Até hoje, o dióxido de enxofre é usado para conservar os vinhos e ainda envolve muita controvérsia – tanto que produtores “naturais” costumam evitar, pois acreditam que atualmente há outras formas de conservar a bebida. Mas antes de debater o seu uso, vamos entender onde ele pode entrar.

Enxofre no vinhedo

Dois compostos diferentes contendo enxofre são comumente empregados nas vinícolas e nos vinhedos, cada um servindo a um propósito diferente. Na vinha, o enxofre elementar – não o dióxido de enxofre – é usado como antifúngico. Ele é inodoro até ser exposto ao calor ou à luz solar e se volatilizar.

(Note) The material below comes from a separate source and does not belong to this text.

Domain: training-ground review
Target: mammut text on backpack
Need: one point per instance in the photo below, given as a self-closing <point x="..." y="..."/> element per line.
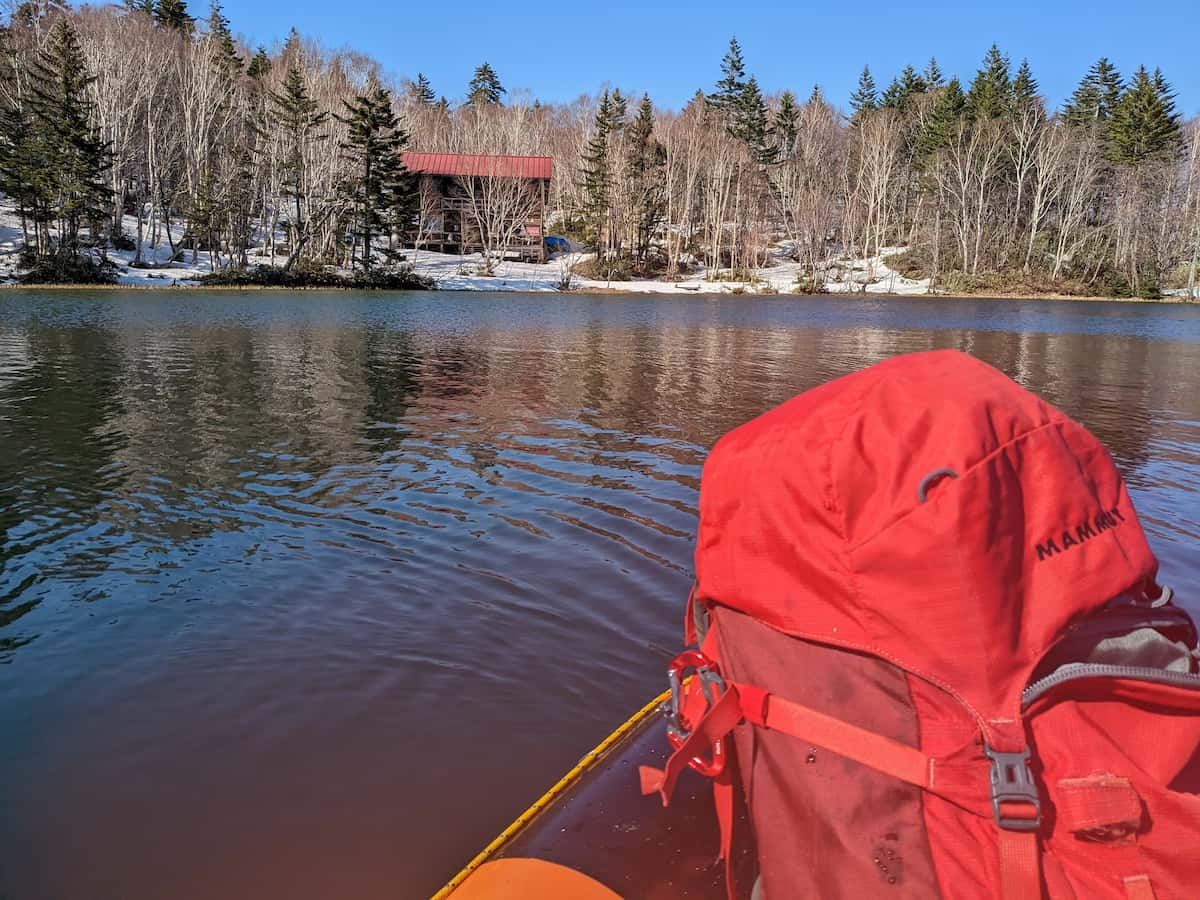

É um elemento químico reativo natural muito abundante que é extraído de depósitos de enxofre e é sólido à temperatura ambiente.

O uso mais importante do enxofre elementar no vinhedo é como spray para prevenir o oídio e o míldio. O oídio (oidium) é a doença fúngica mais significativa em termos de perda de rendimento e qualidade.

Como pode atingir rapidamente um vinhedo, os produtores geralmente tentam prevenir infecções pulverizando com fungicida em intervalos regulares durante a estação de crescimento. O míldio também afeta o tecido vegetal verde, mas ao contrário do oídio, espalha-se pela água. Quando o enxofre é misturado ao cobre para formar o sulfato de cobre, é muito mais eficaz no combate ao míldio.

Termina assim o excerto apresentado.